Back in Action, Sort Of

Ben woke up Saturday with a feeling my card might have arrived early, (and to send a couple of parcels for me, though I could have waited until tomorrow,) so he went to the PO, and there it was. He went straight to the loom, and long story short, (it took a few hours,) replacing the card alone didn't fix the problem but he found a way around it. I heard this strange noise from the basement while I cooked, and bless him, the loom was back in action. I rushed downstairs and sampled, hoping I might even get most of this piece, (this is a short warp,) finished. But it didn't go that way.
The red merino, 17/2-ish, 100%, is a leftover from ages ago and I have perhaps this much left so it wasn't a candidate but a color experiment; but this has the best texture and I could use a different color, (I have black, possibly undyed, and a weird/difficult variegated in dark green, depressing orange, and brown.) The next brown weft is a 26/2 100% cashmere; I tried this because it's a strange reddish brown that doesn't go with anything else I own, a rescue from Mama's stash, and I thought per chance it might work here. In fact, the color does; you know those balls of chocolate with soft bits inside, with outside coated in cocoa powder? You might have even had some seasonal variation covered in powdered sugar or crushed candy cane recently? And the cashmere shines beautifully under fluorescent light, but read on. The white is the undyed merino single, handspun my moi; I wanted to see how the design looks when woven with an uneven-sized weft.

The threading looks, for something I made up as I went, alarmingly symmetrical and I'm still contemplating editing. The warp is an Australian merino, very fine, originally gray dyed with Blenheim walnut husks and no mordant. The texture proved to be the biggest problem.

The commercial 17/2-ish merino in the weft has the most familiar cushiony feel; this yarn is always a winner. My handspun single creates an uneven feel, in place cushier, but in place, stringier, just as I expected but this is the first time I experimented with a handspun single. I'm glad I guessed right but now have a sample. After a day of touching and feeling, it's become fairly fuzzy and I don't know what the long-term use will do. I'm not a serious spinner so while I think it makes an interesting piece, I hesitate to weave this to sell. But the big surprise was the cashmere: the cashmere is airy and soft, of course, which makes the warp feel coarse, in parts particularly bad but overall uncomfortable in comparison. Made into a piece, it's not going to be a concern, but when one has a sample with a better option, one does want to make the best possible piece, every time, doesn't one? Strange and totally unexpected result!
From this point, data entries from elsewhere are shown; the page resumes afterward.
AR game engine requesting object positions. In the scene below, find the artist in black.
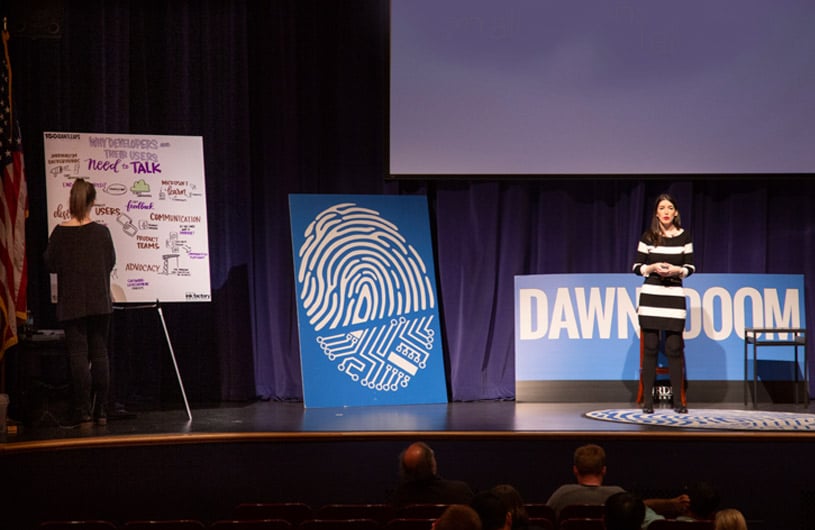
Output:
[45,179,116,426]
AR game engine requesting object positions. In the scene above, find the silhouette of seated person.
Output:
[546,444,689,526]
[603,491,645,530]
[470,490,512,530]
[676,481,720,521]
[433,504,482,530]
[713,508,747,530]
[390,442,473,507]
[490,484,554,530]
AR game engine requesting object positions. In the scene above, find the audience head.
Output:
[574,444,606,477]
[470,491,512,530]
[433,504,482,530]
[713,508,747,530]
[605,491,645,530]
[687,482,720,519]
[399,442,436,481]
[490,484,529,528]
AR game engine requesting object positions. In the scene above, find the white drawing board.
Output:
[44,132,211,303]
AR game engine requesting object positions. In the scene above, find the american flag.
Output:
[0,28,28,360]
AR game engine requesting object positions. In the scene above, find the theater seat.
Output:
[39,519,117,530]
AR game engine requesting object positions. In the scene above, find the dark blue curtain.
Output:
[10,0,815,405]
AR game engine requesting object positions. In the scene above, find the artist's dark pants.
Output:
[62,314,110,416]
[641,329,685,406]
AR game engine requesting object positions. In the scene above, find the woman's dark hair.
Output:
[490,484,529,528]
[68,179,96,221]
[646,193,682,245]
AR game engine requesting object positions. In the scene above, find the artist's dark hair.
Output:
[68,179,96,220]
[647,193,682,245]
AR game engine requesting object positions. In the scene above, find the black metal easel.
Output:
[113,300,192,421]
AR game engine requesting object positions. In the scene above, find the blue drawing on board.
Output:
[290,195,446,404]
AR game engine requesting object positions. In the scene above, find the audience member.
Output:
[433,504,481,530]
[676,481,719,521]
[490,484,539,530]
[470,491,512,530]
[546,444,625,515]
[546,444,689,527]
[391,442,473,506]
[713,508,747,530]
[603,491,645,530]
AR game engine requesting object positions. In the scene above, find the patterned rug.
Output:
[586,409,815,432]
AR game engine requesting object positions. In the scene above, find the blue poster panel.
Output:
[515,273,806,382]
[289,194,447,407]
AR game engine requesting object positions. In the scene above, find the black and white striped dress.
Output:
[633,230,696,332]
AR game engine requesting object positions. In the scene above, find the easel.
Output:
[113,300,192,421]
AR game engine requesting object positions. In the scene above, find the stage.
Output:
[0,401,815,529]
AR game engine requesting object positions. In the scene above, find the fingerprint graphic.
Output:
[297,203,436,391]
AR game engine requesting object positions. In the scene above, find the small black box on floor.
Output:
[12,330,72,426]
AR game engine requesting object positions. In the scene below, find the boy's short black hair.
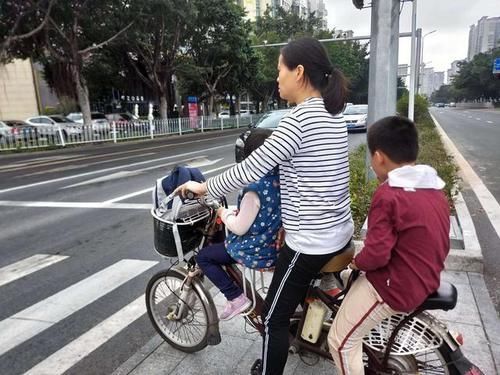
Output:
[367,116,418,163]
[243,128,273,158]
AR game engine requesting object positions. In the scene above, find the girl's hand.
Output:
[174,181,207,198]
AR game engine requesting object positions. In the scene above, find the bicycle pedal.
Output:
[250,358,262,375]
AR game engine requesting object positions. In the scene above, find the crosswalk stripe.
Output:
[0,259,158,356]
[25,295,146,375]
[0,254,68,286]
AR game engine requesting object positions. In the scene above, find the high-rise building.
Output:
[467,16,500,61]
[237,0,276,21]
[421,68,444,97]
[309,0,328,29]
[446,60,462,84]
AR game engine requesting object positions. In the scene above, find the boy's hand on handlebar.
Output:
[174,181,207,198]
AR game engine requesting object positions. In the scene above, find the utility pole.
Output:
[408,0,417,121]
[367,0,399,124]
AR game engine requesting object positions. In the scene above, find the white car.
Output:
[343,104,368,132]
[25,115,82,138]
[66,112,111,132]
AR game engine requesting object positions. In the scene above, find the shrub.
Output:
[396,93,429,122]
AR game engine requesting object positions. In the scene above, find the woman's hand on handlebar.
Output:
[174,181,207,198]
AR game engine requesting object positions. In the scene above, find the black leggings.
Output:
[262,245,346,375]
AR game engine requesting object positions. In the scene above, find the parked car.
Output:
[234,109,290,163]
[343,104,368,132]
[0,121,15,146]
[4,120,38,143]
[66,112,111,133]
[25,115,82,138]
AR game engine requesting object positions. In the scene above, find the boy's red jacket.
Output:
[355,175,450,312]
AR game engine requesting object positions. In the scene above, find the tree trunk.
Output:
[71,65,92,126]
[208,92,214,118]
[160,93,168,120]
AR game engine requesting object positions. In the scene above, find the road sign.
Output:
[493,57,500,74]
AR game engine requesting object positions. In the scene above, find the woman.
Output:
[178,38,354,375]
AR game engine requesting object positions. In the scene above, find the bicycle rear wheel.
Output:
[146,269,209,353]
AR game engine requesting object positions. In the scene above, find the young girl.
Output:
[178,38,354,375]
[196,129,281,320]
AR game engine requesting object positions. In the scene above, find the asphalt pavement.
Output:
[0,129,365,375]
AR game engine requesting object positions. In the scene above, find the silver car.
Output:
[25,115,82,138]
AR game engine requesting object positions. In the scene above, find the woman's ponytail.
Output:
[321,68,349,115]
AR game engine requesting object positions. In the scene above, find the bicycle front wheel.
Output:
[146,269,209,353]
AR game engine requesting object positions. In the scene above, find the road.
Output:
[0,130,365,375]
[431,108,500,313]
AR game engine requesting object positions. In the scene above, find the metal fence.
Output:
[0,114,262,151]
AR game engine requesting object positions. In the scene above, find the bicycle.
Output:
[146,197,482,375]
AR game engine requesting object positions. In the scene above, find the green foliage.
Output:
[431,85,460,103]
[349,145,378,237]
[417,111,459,209]
[396,93,429,122]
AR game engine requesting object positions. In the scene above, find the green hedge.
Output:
[349,106,459,238]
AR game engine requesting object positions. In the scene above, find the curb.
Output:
[429,113,484,273]
[445,192,484,273]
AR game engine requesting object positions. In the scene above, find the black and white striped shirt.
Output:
[207,98,353,254]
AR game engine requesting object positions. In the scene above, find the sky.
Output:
[325,0,500,77]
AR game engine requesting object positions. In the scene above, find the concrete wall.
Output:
[0,60,39,120]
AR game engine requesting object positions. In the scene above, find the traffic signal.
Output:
[352,0,364,9]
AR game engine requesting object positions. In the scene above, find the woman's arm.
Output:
[217,191,260,236]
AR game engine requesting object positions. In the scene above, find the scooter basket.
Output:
[151,202,210,257]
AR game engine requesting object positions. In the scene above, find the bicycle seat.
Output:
[420,281,457,310]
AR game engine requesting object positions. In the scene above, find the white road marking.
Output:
[103,159,234,203]
[0,254,68,286]
[22,152,156,177]
[0,201,151,210]
[25,295,146,375]
[0,143,234,194]
[62,170,142,189]
[0,259,158,355]
[0,134,238,172]
[431,115,500,238]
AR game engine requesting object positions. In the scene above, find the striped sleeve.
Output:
[207,114,302,197]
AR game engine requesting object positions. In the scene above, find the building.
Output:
[237,0,276,21]
[309,0,328,29]
[0,60,40,120]
[446,60,462,85]
[420,68,444,97]
[467,16,500,61]
[0,60,59,120]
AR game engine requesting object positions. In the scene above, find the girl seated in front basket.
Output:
[196,129,281,320]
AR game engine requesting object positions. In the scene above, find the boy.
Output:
[328,116,450,375]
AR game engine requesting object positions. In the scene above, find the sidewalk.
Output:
[113,271,500,375]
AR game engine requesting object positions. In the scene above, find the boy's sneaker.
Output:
[219,293,252,320]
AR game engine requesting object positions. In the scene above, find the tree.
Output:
[187,0,254,113]
[122,0,195,118]
[3,0,139,125]
[0,0,56,61]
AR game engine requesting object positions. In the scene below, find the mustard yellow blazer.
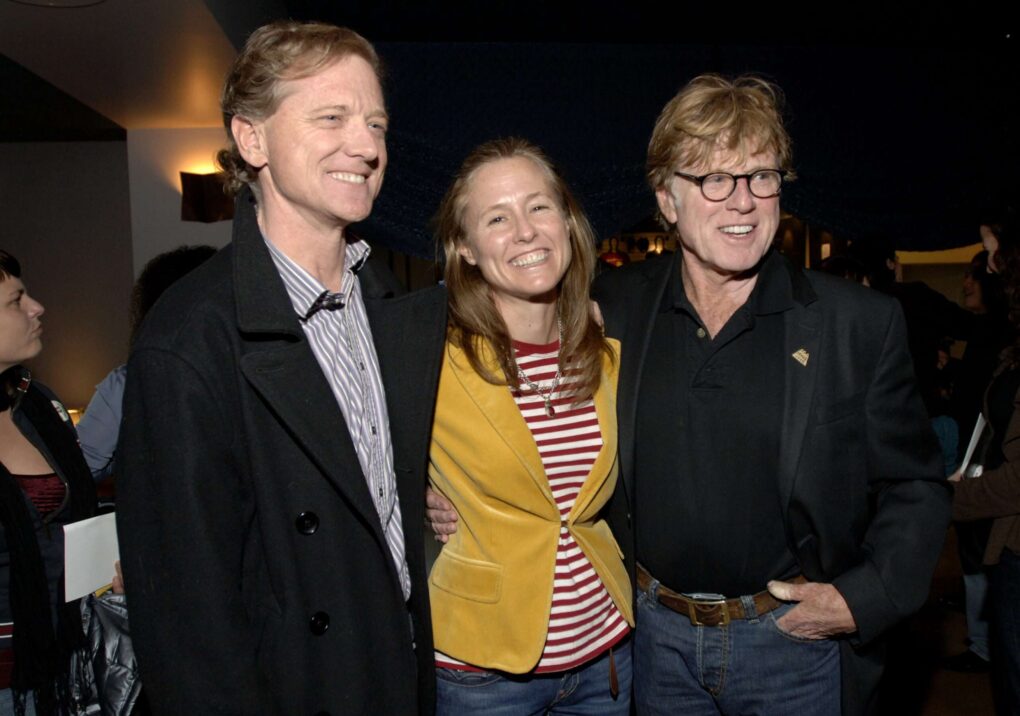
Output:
[428,340,633,673]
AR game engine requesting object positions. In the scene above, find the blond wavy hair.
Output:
[216,20,383,194]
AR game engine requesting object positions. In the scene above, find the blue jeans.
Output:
[634,587,839,716]
[436,638,632,716]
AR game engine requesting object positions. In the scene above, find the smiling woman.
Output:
[0,250,96,714]
[429,139,633,714]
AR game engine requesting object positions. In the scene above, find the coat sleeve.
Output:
[953,392,1020,520]
[117,348,264,715]
[832,305,950,645]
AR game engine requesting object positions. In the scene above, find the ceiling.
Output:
[0,0,1014,141]
[0,0,1020,255]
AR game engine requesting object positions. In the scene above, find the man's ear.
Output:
[231,115,268,169]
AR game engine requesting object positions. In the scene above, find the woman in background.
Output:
[950,216,1020,714]
[0,250,96,716]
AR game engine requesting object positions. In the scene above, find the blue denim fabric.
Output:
[634,593,840,716]
[436,638,632,716]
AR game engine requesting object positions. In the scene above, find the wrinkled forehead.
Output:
[269,52,386,114]
[680,135,779,174]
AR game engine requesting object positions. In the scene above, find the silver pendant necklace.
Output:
[513,316,563,417]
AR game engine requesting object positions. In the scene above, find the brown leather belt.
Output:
[638,564,807,626]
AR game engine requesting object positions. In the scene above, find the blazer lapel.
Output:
[779,269,822,509]
[603,252,679,505]
[233,190,386,545]
[570,339,619,519]
[447,344,556,508]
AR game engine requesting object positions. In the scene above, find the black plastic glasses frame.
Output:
[673,169,786,201]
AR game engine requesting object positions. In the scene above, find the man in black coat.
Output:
[118,22,445,715]
[595,75,949,716]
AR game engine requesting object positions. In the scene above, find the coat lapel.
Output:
[233,191,386,545]
[362,285,446,539]
[778,266,822,517]
[602,253,679,505]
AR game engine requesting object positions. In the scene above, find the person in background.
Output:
[0,250,96,716]
[429,138,633,716]
[78,246,216,479]
[950,215,1020,714]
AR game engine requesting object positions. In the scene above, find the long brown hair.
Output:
[434,137,612,402]
[216,20,383,196]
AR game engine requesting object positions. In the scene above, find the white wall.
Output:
[128,127,231,276]
[0,142,133,407]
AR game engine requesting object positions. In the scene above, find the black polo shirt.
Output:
[634,252,800,597]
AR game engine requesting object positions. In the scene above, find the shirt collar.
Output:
[659,249,794,315]
[262,237,371,319]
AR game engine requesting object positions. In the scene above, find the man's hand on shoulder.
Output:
[425,488,457,545]
[768,580,857,638]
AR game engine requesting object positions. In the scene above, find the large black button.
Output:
[308,612,329,636]
[294,512,318,534]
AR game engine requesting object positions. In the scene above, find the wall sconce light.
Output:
[181,171,234,223]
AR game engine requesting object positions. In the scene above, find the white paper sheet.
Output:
[960,413,987,477]
[64,513,120,602]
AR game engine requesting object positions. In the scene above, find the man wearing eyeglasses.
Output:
[595,75,949,716]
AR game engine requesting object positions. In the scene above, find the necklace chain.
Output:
[513,316,563,417]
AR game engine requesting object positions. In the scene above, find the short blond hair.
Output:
[216,20,383,194]
[645,74,794,190]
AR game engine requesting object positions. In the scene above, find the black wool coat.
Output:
[117,195,445,716]
[593,252,951,714]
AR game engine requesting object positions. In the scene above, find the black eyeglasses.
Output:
[673,169,786,201]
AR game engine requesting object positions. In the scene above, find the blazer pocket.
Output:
[428,547,503,604]
[815,391,865,425]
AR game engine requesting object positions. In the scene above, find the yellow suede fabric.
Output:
[428,341,633,673]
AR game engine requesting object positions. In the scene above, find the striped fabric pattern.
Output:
[265,239,411,600]
[436,342,629,673]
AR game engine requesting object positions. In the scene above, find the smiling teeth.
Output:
[329,171,365,184]
[510,251,549,268]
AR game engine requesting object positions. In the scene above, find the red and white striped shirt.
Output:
[436,341,629,673]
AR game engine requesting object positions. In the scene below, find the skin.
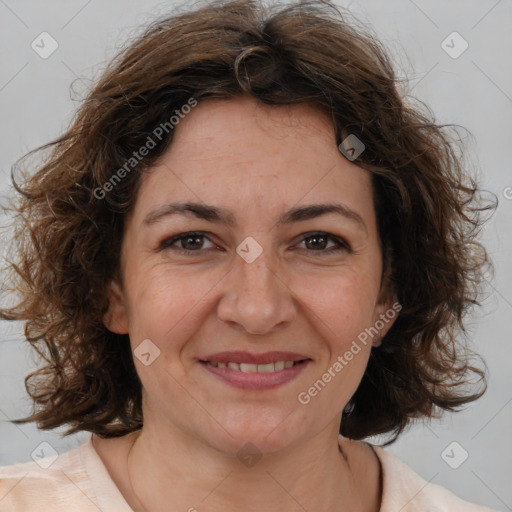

So instead of happily weaving all day, I carried the sample around all day not knowing which way to go.
The main culprit, an old ISA 8-bit multi-IO card, if that means anything to you; I always thought these look like tiny dioramas of industrial complexes.
Few friends have commented on the Suter Shop of late; I've been thinking about it and my options since the middle of last year. While the Suter still has a lot of local art and hasn't gone the way some other NZ gallery shops have, (more souvenirs and junk than art,) as a maker the shop has changed completely: the paperwork, to me, are incomprehensible; all works are merchandises to them; and there is no discourse on, well, anything.

At the same time, when you get to talking with people who operate arty shops around New Zealand, one is taken somewhat seriously as a maker when one's outlet includes, (or in my case, the only place is,) the Suter. (The above pic was after I sorted and folded my stuff. You can see my tag had fallen off; I found it stuck on the shelf to the left, but it's not a good look. I must peel off the white tack next time.) 

When we went after Christmas, there were eight on the shelf, but nine on the last stock list I received. The missing piece was the second of the Gray lot, one of the two pieces I ever really liked in my years of weaving, and I'd been thinking of withdrawing and keeping it for myself or putting it on the online store. When I first took them to the Suter, to Andrea at the temporary shop, we discussed how delicate and catching they were, so I put them in cellophane bags with the proviso she and staff could take them out any time someone was interested. Two sold to one person that way.

After the permanent Suter reopened and the new manager arrived, the piece was never displayed and when I inquired, she said she preferred it out of the bag. To be sure, the new manager is a lovely smiley person, but her, and the gallery's, focus is completely different from Andrea's, (who had the knack of making many of us feel any one of us was her one favorite maker.) When I went back last week to enquire, the manager said she couldn't find the gray piece, and could I wait a few days to check the inventory list on the computer; I had to put my foot down and ask her to check right away, mentioning it was the delicate piece, so she relented, and it turned out the piece was sold.

Still. It's not a situation that instills confidence, is it? I'm preaching to the choir, I know, and she/they have their reasons, but no more super fine pieces there, at least for a while. (Which is not a big problem because some of mine look delicate but are robust.)

I want to post about food but that'll be another day. Tomorrow Mom and I are going to collage together over Skype.